Community notes on X seems to be one of the highest profile recent experiments trying to address this issue



> Tools like SourceFinder must be paired with education — teaching people how to trace information themselves, to ask: Where did this come from? Who benefits if I believe it?

These are very important and relevant questions to ask oneself when you read about anything, but we also keep in mind that even those question can be misused and they can drive you to conspiracy theories.


If somebody asks a question on Stackoverflow, it is unlikely that a human who does not know the answer will take time out of their day to completely fabricate a plausible sounding answer.


People are confidently incorrect all the time. It is very likely that people will make up plausible sounding answers on StackOverflow.

You and I have both taken time out of our days to write plausible sounding answers that are essentially opposing hallucinations.


Sites like stackoverflow are inherently peer-reviewed, though; they've got a crowdsourced voting system and comments that accumulate over time. People test the ideas in question.

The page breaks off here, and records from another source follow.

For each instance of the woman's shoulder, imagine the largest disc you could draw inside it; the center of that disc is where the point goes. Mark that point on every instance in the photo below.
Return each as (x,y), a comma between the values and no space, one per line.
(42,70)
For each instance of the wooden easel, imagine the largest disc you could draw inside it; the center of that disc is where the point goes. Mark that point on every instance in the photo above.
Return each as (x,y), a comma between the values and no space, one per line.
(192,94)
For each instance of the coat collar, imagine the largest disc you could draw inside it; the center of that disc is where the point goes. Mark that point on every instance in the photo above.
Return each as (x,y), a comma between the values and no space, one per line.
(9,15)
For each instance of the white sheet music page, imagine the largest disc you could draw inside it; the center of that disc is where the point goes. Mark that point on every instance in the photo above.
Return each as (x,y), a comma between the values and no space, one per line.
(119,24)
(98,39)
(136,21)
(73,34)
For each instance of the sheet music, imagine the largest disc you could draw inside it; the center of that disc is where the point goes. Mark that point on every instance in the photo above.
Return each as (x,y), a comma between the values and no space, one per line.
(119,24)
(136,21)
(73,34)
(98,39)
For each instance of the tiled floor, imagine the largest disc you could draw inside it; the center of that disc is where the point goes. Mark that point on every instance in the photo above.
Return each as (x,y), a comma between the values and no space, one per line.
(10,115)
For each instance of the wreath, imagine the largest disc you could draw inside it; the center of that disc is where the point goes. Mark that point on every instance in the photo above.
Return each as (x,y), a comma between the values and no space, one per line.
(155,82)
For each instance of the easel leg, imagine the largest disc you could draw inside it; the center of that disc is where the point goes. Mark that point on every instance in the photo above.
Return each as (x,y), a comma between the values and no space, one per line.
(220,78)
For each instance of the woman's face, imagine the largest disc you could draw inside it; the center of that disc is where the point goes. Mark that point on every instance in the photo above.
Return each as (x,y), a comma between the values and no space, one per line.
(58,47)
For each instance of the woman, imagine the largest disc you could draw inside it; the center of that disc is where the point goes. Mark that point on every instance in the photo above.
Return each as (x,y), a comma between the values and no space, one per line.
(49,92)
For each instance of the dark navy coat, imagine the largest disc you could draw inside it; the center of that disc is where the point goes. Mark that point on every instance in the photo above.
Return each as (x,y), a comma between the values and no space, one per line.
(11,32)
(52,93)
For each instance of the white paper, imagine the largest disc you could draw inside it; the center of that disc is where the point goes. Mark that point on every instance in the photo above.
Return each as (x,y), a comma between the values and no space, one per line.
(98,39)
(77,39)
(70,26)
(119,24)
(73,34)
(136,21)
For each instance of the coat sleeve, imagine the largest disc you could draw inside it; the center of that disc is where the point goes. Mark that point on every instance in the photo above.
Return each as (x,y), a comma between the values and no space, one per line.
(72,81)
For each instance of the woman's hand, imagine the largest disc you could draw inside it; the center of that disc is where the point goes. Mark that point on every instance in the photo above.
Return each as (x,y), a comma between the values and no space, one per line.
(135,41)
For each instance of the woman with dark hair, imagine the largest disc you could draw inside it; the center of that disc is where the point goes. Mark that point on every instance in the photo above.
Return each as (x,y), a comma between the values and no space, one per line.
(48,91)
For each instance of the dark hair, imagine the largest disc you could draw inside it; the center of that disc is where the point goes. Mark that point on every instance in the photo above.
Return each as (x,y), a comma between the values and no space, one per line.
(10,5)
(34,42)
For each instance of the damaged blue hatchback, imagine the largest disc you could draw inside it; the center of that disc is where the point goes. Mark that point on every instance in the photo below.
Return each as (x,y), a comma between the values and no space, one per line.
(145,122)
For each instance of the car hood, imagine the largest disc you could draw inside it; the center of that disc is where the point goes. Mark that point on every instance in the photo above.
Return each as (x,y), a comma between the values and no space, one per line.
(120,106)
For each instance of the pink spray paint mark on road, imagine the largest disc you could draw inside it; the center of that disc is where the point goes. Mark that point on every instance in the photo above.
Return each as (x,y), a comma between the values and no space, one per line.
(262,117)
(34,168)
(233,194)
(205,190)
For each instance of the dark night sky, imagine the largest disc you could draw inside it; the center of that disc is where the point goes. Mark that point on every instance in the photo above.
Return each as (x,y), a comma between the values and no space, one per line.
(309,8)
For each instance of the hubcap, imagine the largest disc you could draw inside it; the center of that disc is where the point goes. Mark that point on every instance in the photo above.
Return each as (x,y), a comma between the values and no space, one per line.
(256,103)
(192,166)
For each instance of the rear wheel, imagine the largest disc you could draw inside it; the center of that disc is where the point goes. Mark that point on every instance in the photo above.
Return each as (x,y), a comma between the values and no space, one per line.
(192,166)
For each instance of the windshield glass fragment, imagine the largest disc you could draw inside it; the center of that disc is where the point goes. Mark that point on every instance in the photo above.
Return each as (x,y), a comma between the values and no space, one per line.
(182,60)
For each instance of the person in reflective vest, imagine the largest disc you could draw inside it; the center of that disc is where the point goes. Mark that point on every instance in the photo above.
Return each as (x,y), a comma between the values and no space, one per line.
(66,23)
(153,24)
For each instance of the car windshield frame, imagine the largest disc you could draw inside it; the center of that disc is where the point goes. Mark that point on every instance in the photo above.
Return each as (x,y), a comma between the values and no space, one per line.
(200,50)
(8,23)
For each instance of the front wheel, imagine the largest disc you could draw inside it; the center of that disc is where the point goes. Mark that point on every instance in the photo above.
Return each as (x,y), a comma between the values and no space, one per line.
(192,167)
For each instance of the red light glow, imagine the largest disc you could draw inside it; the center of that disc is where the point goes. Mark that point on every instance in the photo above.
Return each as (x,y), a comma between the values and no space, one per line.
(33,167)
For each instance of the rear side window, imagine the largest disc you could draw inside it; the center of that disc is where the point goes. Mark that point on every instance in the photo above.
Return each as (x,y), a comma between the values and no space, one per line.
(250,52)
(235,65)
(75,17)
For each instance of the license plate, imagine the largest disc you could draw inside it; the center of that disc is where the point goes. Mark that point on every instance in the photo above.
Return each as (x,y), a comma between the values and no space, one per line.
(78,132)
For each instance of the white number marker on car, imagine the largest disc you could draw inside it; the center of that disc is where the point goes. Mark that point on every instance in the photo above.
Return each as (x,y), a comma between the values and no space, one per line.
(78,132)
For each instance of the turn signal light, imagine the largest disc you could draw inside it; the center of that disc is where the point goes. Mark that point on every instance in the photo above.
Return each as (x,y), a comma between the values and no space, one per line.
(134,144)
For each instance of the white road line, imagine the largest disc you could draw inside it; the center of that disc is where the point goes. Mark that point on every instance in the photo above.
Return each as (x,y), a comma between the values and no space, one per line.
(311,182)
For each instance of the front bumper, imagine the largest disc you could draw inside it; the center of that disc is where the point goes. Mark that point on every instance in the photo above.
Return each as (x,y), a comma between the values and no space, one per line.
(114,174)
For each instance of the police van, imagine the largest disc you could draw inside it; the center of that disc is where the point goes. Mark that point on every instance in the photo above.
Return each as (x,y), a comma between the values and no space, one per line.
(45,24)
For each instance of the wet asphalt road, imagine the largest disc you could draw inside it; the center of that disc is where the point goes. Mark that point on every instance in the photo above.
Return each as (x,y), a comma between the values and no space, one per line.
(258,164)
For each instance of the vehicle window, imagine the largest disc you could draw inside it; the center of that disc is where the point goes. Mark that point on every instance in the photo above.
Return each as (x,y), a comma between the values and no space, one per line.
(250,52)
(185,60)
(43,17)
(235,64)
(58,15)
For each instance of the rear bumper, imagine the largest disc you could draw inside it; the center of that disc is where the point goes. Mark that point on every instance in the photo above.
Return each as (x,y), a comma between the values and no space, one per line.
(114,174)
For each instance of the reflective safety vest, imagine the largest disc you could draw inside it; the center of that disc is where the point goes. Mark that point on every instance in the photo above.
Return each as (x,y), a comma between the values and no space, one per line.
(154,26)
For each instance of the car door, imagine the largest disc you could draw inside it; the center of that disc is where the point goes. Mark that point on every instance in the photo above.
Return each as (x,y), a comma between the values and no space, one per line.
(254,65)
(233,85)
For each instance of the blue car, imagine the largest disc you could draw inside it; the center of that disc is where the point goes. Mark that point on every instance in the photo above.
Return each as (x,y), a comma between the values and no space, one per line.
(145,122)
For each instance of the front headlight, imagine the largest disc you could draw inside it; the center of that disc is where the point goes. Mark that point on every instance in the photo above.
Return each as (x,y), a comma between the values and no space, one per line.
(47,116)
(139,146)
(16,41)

This whole "people are just as incorrect as LLMs" is a poor argument, because it compares the single human and the single LLM response in a vacuum. When you put enough humans together on the internet you usually get a more meaningful result.


At least it used to be true.


Have you ever heard of Dunning Kruger effect?

There's a reason why there are upvotes, solution and third party edit system in StackOverflow - people will spend time to write their "hallucinations" very confidently.


What is it about people making up lies to defend LLMs? In what world is it exactly the same as search? They're literally different things, since you get information from multiple sources and can do your own filtering.